Corporate Vibes and Crisis Language
Look around. People now speak in marketing fragments. Everything is a brand. Everything has a tone. We are encouraged to have "founder energy," to craft a "personal narrative," to "drive impact." No one knows exactly what these phrases mean—but that’s not the point.
The point is to perform fluency. Fluency not as genuine clarity or understanding, but merely sounding right—sounding smooth—regardless of whether anything real is being said. It’s the kind of polished predictability that language models offer: coherent enough to pass, yet hollow beneath the surface.
In politics, both left and right speak in pre-fabricated frames. Terms like "neoliberalism," "wokeness," "deep state," or "free speech" are invoked without specificity. They signal identity, but rarely invite inquiry.
On social media, therapy-speak circulates with total detachment from clinical practice or ethical care. People cut off friends for violating "boundaries" they never articulated. Trauma is everywhere, yet rarely defined. We say we’re doing the work. But what work?
We speak in symbols that have become uncoupled from reality. There's a veneer of complexity to what we say and do—an illusion of thoughtfulness—but if you look closely, there's little room left for doubt, hesitation, or questions. Everything must be polished, certain, immediate. We no longer stumble toward understanding; we perform it.
The LLM in the Mirror
So maybe the discomfort with generative AI is not that it doesn’t think. Maybe it’s that it reveals how little we do.

We have trained ourselves to sound smart, to say the right things, to present a fluent identity. But fluency is not understanding. And performance is not reflection. Like the AI, we are often just predicting what should come next in the conversation. We say what sounds right. What aligns with the brand. What wins applause.
We talk like lawyers who have forgotten justice. Like teachers who have stopped learning. Like citizens who can no longer act.

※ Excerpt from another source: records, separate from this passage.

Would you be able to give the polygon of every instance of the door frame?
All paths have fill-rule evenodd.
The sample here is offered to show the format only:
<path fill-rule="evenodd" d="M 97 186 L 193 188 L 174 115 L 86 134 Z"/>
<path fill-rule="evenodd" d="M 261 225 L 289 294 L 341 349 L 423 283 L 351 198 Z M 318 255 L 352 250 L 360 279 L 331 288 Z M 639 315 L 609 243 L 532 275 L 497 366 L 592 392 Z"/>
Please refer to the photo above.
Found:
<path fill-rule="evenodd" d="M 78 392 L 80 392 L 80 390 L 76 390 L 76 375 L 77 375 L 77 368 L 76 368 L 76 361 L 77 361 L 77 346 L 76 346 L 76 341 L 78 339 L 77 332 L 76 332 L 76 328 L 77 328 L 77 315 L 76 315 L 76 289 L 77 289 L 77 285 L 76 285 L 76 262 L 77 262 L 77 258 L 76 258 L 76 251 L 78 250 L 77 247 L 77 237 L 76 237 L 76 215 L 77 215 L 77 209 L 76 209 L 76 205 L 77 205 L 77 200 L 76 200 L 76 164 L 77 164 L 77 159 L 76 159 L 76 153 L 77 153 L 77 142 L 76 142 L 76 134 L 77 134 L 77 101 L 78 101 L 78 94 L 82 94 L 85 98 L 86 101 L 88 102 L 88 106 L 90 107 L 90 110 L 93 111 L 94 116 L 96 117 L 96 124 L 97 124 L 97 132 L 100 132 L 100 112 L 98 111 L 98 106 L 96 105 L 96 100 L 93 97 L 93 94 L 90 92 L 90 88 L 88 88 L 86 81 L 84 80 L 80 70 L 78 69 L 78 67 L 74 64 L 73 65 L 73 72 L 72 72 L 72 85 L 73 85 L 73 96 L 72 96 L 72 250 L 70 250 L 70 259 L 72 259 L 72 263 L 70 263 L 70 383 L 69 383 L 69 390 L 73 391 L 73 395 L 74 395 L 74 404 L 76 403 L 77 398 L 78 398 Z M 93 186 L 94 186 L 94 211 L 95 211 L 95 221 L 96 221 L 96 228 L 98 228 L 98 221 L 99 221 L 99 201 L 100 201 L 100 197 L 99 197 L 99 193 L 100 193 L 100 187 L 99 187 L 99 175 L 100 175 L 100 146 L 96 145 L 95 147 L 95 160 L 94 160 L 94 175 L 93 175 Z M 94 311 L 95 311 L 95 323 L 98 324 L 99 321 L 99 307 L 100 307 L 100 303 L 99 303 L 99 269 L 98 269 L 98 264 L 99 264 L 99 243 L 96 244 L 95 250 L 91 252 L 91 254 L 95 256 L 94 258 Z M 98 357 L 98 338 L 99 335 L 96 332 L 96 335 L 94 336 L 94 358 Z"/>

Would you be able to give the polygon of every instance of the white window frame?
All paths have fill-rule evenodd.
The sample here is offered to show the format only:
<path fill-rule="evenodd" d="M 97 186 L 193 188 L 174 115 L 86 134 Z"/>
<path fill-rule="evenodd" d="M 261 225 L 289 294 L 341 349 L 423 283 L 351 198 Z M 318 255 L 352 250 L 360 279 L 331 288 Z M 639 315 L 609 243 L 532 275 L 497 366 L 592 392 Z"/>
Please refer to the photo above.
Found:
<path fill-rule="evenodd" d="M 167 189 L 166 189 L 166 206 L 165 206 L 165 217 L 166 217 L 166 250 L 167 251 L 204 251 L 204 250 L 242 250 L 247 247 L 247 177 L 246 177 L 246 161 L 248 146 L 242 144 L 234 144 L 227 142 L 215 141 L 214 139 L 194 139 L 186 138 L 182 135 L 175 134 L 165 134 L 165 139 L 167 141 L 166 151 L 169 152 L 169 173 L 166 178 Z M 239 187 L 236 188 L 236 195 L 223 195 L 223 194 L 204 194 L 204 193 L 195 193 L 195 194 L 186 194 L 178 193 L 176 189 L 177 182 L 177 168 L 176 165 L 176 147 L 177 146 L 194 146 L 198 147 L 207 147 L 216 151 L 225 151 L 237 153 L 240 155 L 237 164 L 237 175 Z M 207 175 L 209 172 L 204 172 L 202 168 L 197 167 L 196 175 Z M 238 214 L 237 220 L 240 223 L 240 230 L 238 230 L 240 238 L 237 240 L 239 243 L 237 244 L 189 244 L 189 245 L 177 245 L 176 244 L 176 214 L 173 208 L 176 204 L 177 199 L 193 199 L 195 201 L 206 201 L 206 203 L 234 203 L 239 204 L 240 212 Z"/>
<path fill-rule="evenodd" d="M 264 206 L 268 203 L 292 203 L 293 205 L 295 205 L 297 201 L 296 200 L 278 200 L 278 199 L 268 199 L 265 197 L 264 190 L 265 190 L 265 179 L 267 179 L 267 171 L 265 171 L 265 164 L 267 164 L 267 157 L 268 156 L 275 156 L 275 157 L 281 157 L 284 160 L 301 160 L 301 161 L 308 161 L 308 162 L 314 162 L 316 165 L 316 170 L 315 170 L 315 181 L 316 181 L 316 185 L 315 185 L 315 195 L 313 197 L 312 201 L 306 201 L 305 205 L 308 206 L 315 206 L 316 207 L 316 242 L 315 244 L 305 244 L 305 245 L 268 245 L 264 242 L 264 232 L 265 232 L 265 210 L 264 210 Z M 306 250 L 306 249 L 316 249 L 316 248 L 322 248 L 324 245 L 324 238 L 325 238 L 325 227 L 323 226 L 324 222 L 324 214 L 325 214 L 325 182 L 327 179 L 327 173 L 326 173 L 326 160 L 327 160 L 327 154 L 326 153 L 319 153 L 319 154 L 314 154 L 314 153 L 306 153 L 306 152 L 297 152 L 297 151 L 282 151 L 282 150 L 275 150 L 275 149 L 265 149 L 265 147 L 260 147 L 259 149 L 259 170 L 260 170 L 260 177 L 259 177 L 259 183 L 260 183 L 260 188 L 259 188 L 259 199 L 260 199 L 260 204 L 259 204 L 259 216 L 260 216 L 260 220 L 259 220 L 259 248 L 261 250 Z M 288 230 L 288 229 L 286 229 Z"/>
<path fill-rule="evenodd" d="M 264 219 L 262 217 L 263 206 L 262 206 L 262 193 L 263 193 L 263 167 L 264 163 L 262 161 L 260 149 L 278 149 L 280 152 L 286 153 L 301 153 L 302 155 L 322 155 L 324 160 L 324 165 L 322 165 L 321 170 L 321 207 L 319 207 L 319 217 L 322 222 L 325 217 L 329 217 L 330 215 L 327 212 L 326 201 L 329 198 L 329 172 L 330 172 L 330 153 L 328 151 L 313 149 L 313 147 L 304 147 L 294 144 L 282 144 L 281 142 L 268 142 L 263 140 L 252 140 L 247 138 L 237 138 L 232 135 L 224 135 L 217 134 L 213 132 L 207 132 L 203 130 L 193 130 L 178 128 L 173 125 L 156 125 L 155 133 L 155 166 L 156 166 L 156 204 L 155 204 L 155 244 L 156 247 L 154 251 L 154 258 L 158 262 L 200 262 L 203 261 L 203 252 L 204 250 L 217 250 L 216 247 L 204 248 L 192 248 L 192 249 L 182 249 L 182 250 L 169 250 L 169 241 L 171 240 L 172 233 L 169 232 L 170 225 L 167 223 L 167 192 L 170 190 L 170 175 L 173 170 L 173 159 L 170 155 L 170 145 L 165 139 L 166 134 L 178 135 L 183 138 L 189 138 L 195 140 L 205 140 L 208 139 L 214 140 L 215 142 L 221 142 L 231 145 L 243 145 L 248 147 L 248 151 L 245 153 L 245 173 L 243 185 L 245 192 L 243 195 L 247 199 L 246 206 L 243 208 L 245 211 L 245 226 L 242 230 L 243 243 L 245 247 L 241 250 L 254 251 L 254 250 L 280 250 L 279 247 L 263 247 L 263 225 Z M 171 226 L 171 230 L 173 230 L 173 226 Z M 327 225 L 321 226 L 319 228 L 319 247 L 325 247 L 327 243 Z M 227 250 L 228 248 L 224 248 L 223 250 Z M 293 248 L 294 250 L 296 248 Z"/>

And if we continue down this path—if we don’t reclaim meaning—we risk becoming indistinguishable from the tools we’ve created. Automatons governed by the same logic that drives the language model: predict what will please, repeat what has worked, suppress doubt. We stop asking questions. We stop noticing what matters. We outsource not just our writing, but our wondering.
In that world, LLMs aren’t just tools. They’re mirrors. And then, eventually, they become masters.
Can We Reclaim Meaning?
At regarder, we believe that future isn’t inevitable. Dewey said that thinking begins in doubt—when something interrupts the flow and forces us to wrestle with experience. Freire said that dialogue is the path to liberation—not because it sounds nice, but because it grounds us in reality and responsibility.
Real intelligence, for both of them, wasn’t about fluency. It was about engagement.
Maybe the next step isn’t to ask if they’re thinking. Maybe it’s to ask: are we?